Tim Nicholas: The two questions.

Julie Gunderson: The two questions. So first, what’s the one thing you wish you would’ve known sooner when it comes to running software in production?

Tim Nicholas: I could have benefited a lot earlier from understanding about local rationality. So I’m going to answer in terms of when things go wrong and dealing with it afterwards. But I think it took me quite a while to really get to grips with how to, and I’m still getting to grips with it, how to really think about other people’s scenario, other people’s situation when something unpleasant happens, when something is surprising. And developing that skill, I think is really important for people in modern organizations. Where we’re collaborating with so many people that we maybe don’t have really close relationships with, it’s really different than when you’re working in a team with five or six people and they are most of the people that you deal with or that are going to make decisions that you have to respond to. That’s a really different scenario than in a modern organization that might have hundreds of people deploying software, making choices about architecture and implementation and response, all of which might result in some pain being felt by you and your team. And so working out how to think about other people’s experience and being able to inquire into it, I think is something that would have stood me in good stead earlier.
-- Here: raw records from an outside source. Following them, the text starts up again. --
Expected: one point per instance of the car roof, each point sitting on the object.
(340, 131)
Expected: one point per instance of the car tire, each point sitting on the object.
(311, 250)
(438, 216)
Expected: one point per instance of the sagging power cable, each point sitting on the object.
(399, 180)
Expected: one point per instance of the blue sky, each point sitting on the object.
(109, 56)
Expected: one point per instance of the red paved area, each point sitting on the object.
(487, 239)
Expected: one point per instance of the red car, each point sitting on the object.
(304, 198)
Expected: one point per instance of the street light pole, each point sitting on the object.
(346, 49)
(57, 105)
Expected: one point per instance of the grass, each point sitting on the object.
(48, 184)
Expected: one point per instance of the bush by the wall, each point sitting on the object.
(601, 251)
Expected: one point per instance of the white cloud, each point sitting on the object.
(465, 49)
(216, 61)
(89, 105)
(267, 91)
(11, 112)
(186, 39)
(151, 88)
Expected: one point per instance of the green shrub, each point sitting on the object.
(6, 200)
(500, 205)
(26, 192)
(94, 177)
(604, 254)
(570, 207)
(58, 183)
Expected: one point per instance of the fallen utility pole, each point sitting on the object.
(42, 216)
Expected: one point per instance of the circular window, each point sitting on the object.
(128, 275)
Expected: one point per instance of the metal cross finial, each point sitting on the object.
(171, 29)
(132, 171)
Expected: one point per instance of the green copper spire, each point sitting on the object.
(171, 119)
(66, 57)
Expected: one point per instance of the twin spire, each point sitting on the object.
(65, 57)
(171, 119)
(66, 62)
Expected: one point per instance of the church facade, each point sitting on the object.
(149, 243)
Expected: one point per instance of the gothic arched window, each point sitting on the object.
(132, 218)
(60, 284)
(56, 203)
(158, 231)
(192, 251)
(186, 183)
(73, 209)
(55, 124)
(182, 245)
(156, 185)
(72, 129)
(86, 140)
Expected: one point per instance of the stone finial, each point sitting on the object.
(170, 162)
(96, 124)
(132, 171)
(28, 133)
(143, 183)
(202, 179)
Julie Gunderson: I love that. I actually haven’t heard that one before on that question. That’s a great answer. Now, is there anything about running software and production that you’re glad I did not ask you about today?
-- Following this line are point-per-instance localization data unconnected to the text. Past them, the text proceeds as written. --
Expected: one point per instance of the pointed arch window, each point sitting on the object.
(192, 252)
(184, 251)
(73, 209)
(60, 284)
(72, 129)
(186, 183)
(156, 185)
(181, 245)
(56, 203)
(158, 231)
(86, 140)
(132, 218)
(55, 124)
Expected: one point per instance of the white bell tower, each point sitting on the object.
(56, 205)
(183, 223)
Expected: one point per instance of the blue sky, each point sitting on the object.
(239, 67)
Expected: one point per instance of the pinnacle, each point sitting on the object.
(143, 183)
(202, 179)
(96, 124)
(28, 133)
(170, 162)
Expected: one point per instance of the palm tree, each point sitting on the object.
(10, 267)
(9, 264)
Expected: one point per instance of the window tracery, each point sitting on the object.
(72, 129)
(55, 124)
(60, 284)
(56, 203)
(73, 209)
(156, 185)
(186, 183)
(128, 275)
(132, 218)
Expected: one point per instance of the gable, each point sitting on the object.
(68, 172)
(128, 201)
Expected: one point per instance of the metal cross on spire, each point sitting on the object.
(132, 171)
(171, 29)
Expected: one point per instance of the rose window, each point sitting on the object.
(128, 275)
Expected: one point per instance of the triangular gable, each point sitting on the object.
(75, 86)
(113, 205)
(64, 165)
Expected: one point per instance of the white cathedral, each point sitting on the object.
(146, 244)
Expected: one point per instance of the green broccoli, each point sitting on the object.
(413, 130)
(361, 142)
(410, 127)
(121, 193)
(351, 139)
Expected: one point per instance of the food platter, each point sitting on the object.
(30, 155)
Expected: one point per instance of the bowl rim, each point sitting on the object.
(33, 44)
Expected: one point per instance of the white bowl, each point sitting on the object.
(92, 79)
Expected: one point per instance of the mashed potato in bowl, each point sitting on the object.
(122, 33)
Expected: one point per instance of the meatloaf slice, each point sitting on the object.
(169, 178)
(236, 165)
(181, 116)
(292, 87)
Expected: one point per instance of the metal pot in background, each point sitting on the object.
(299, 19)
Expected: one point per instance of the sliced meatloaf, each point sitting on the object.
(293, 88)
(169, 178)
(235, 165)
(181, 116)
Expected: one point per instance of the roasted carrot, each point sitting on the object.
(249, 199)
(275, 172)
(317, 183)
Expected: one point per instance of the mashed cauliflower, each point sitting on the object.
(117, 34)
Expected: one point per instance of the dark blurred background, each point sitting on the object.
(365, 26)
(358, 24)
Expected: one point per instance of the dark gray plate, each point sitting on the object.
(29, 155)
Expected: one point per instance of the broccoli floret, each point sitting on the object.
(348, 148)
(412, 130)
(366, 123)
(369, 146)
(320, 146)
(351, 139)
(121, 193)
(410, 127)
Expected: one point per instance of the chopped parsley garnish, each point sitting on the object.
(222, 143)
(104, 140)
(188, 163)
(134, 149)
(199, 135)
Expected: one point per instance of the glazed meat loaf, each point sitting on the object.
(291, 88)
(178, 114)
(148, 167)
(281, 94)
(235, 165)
Tim Nicholas: I’m a crap program. And so anything about that. Let me think about… I’ve been so focused on other things that questions about actual implementation, I would have to be extremely careful about answering.
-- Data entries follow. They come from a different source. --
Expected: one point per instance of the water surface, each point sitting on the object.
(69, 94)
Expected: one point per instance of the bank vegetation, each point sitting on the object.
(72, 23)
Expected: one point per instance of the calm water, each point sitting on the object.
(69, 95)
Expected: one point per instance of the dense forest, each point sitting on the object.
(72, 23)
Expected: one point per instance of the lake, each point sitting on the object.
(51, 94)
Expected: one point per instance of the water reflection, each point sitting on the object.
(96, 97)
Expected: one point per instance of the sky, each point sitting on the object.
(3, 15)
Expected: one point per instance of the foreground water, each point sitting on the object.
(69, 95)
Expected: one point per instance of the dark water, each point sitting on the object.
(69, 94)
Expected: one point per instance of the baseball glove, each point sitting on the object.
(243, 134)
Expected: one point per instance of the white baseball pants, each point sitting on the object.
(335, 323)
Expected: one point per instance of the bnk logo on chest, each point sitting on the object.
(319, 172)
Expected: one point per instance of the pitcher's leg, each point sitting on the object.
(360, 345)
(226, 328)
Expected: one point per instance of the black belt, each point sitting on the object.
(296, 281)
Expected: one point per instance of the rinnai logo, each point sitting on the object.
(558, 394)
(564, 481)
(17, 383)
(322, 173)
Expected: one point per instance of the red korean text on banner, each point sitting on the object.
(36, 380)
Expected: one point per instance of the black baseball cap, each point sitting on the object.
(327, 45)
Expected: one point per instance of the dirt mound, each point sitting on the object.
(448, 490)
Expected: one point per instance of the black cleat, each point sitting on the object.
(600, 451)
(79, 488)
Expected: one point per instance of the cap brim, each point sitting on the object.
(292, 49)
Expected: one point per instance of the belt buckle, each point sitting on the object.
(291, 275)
Julie Gunderson: Okay. We’ll save that for another time then. Well, thank you. And thank you for being here with us today. I always love having conversations with you. We’ve had quite a few in the past and just really have enjoyed our time together. So thank you.

Tim Nicholas: Been a pleasure.

Julie Gunderson: And hopefully we’ll have you back. And then this is Julie Gunderson signing off and wishing everyone an uneventful day. That does it for another installment of Page It to the Limit. We’d like to thank our sponsor, PagerDuty for making this podcast possible. Remember to subscribe to this podcast if you like what you’ve heard. You can find our show notes at pageittothelimit.com and you can reach us on Twitter @PageIt2theLimit using the number two. That’s @PageIt2theLimit. Let us know what you think of this show. Thank you so much for joining us. And remember, uneventful days are beautiful days.

Show Notes

Additional Resources

Guests

Tim Nicholas

Tim Nicholas (he/him)

Tim is Principal Engineer for SRE at Xero, a cloud-based business software company with over 2 million subscribers. Tim’s years creating and responding to “surprises” in production have fueled a passion for learning from incidents. He is an advocate for the people grappling with complexity in high pressure circumstances.

Tim has spent over 20 years working with technology and infrastructure at scale. He cut his teeth building and supporting large scale network, data and compute systems for the VFX and animation industries. In 2014 he moved to the SaaS world with Xero where he has worked across a number of disciplines as an engineer, team lead, product owner and architect - each adding to his perspective on software systems engineering and operations.

Hosts

Julie Gunderson

Julie Gunderson

Julie Gunderson is a DevOps Advocate on the Community & Advocacy team. Her role focuses on interacting with PagerDuty practitioners to build a sense of community. She will be creating and delivering thought leadership content that defines both the challenges and solutions common to managing real-time operations. She will also meet with customers and prospects to help them learn about and adopt best practices in our Real-Time Operations arena. As an advocate, her mission is to engage with the community to advocate for PagerDuty and to engage with different teams at PagerDuty to advocate on behalf of the community.